We have redesigned the way you can create a default profile with your preferred user settings and you can now have in your account multiple profiles with the same locale pair.
Connect through a modal to your account with any of these online translation platforms, select an active project and revise it in lexiQA’s Editor. Once you’re done revising, push all the updates back into the original file without ever leaving lexiQA’s environment.
Added the following locales to our portfolio: el-GR (Greek), et-EE (Estonian), lt-LV (Lithuanian), lv-LV (Latvian), nl-NL (Dutch), pl-PL (Polish), tr-TR (Turkish) and zh-CN (Simplified Chinese), bringing our supported locales to a total of 25.
Shareable online error report, featuring detailed project statistics and error classification which can also be downloaded for offline processing.
In every project page you now get segment statistics (total, initial with errors, current with errors, corrected) which help you keep track of how much work needs to be done before you start working on a revision.
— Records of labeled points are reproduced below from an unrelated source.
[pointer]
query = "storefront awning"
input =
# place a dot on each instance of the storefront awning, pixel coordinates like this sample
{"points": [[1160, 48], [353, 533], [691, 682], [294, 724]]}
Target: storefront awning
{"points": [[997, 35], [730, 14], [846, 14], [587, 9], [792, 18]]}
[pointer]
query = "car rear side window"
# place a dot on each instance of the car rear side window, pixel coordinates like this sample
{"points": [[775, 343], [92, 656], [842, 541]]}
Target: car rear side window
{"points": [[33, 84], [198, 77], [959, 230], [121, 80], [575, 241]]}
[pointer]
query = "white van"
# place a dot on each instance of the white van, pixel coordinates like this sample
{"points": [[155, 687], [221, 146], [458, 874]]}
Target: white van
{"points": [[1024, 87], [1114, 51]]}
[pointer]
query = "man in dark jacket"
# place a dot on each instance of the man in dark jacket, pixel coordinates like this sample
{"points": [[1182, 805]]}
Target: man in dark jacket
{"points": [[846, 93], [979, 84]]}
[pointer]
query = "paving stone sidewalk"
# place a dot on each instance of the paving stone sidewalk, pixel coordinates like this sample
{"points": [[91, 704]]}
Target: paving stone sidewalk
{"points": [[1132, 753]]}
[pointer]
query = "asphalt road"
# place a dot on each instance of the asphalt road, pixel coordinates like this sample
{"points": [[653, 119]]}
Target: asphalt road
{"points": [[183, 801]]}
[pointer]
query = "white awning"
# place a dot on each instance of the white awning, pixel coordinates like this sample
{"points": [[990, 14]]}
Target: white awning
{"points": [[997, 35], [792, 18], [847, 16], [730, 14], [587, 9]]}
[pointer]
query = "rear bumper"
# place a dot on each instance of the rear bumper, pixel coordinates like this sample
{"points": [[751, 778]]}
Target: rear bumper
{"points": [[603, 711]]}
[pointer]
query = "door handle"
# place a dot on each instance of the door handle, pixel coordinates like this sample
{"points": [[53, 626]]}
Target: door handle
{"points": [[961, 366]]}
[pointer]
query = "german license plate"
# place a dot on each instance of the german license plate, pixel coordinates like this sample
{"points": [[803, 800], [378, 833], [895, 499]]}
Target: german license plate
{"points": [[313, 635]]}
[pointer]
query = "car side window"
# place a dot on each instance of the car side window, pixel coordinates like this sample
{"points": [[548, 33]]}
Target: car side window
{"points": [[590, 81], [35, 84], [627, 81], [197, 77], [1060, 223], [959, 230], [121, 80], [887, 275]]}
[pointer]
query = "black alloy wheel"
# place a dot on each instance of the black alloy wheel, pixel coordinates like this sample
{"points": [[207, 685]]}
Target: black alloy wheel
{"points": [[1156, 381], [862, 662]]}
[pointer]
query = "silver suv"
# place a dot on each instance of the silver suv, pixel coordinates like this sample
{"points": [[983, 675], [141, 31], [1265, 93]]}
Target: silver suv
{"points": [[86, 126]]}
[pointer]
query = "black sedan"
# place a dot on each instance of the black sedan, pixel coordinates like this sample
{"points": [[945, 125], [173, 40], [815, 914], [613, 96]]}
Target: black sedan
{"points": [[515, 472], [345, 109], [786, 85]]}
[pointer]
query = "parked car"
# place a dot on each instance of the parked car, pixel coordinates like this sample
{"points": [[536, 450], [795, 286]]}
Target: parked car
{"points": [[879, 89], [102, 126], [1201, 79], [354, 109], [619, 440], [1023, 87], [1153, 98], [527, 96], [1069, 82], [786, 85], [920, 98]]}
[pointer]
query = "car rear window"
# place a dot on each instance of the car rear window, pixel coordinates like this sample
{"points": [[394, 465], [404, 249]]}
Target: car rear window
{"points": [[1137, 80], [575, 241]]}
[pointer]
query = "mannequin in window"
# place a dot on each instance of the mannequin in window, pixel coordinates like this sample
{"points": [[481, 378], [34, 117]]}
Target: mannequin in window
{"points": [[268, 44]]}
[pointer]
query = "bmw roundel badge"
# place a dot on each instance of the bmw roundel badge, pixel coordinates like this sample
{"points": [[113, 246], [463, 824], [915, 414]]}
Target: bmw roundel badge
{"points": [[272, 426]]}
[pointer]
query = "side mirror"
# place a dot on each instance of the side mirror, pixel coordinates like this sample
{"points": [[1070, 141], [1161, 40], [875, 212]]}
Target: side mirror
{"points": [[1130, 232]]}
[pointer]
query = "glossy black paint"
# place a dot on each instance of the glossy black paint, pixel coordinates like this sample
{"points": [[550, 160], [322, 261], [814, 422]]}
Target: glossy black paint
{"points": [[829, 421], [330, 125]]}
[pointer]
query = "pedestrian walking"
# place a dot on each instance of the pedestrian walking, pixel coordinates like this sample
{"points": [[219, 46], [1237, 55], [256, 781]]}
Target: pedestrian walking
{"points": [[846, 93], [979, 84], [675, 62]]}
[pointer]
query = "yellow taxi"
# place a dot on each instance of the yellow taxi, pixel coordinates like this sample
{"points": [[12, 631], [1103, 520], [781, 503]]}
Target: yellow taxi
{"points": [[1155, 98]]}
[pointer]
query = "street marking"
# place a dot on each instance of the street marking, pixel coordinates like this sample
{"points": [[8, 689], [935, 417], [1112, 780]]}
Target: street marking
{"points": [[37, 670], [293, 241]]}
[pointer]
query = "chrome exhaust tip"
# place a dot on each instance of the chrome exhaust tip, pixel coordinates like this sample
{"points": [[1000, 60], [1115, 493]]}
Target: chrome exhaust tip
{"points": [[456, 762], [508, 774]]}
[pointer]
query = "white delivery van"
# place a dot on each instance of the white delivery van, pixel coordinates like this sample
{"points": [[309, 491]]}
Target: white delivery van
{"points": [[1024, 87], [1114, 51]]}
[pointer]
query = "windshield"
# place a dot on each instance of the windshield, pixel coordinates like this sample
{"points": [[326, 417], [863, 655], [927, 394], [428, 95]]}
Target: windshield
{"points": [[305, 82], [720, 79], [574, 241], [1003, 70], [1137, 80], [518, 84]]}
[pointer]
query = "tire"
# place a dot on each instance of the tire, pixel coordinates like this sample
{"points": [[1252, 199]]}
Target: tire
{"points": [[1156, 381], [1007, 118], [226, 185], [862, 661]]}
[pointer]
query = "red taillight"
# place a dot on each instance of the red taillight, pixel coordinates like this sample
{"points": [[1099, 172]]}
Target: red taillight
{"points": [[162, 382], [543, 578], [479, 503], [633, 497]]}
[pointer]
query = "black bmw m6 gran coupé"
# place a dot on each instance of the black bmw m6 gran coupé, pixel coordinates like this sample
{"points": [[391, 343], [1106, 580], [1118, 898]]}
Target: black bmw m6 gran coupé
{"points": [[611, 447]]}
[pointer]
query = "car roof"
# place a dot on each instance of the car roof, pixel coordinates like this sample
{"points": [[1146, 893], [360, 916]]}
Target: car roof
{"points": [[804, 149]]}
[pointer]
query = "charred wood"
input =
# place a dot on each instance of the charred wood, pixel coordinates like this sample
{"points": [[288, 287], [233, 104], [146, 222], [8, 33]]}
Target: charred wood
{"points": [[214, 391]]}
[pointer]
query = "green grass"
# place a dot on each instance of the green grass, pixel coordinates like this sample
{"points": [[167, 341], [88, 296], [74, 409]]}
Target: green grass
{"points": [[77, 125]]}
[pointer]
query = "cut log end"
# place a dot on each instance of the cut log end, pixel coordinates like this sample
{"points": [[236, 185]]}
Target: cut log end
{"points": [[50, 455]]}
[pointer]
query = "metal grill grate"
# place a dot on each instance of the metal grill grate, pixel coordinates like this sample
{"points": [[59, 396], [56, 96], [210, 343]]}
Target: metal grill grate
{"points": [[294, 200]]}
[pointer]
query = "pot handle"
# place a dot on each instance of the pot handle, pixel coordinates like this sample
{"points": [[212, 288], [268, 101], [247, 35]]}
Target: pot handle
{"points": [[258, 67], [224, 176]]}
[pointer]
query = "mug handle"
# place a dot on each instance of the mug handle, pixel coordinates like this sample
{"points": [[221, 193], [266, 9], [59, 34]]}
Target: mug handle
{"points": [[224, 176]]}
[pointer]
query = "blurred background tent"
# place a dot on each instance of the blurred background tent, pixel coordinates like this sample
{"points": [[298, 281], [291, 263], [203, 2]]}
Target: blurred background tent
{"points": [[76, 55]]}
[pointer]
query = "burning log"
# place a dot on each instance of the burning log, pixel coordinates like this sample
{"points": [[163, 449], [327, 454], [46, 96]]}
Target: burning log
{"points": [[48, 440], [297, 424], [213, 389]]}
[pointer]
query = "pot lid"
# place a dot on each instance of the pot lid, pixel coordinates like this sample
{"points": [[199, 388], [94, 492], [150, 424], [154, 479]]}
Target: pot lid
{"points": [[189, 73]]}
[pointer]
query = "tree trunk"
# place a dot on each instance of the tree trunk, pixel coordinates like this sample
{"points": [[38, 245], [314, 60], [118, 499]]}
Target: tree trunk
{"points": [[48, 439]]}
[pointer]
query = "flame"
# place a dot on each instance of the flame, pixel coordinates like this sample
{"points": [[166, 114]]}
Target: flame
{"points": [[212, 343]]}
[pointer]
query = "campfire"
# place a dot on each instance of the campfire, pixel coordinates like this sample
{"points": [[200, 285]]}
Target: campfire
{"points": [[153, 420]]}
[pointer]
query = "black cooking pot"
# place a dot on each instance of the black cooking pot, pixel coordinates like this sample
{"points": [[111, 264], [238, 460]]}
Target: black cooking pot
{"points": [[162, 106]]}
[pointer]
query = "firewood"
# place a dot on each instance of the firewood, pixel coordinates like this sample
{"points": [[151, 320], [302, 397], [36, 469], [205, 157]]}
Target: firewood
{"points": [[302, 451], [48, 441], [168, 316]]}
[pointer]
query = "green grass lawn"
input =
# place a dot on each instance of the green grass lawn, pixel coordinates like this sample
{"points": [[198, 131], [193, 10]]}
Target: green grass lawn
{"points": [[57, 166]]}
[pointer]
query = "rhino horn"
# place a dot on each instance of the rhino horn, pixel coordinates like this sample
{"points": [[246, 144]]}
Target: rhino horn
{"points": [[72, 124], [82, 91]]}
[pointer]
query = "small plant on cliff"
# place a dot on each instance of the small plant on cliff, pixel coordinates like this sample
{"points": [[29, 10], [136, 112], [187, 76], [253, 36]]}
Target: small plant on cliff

When creating a new project, you can now get lexiQA to analyse your input files and look for potential untranslatables which can be selected in one of two modes (automatic or manual) to help keep the noise down – that is, the spellchecking false positives you might get in a project.
Two exciting additions to the Editor’s functionality. Have you found an error that repeats itself multiple times in the same file? You can choose to fix all instances of this error using the same correction, or you can choose to ignore all instances in one go if you think it’s not really an error. A real time-saver in long documents.
After completing a revision on a project you created by using a MateCat link, you can push all the updates directly back to your live MateCat project. Remember to refresh your MateCat project page in order for the updates to take effect.
When creating a new project you can now select multiple input files in one go, both from your computer or even across multiple project folders from one of our integration modals. Just remember that for the input to work correctly all files need to have the same locale settings.
Projects can be sorted by name, date or project status (when applicable) and you can also search by project or file name to get what you need more quickly.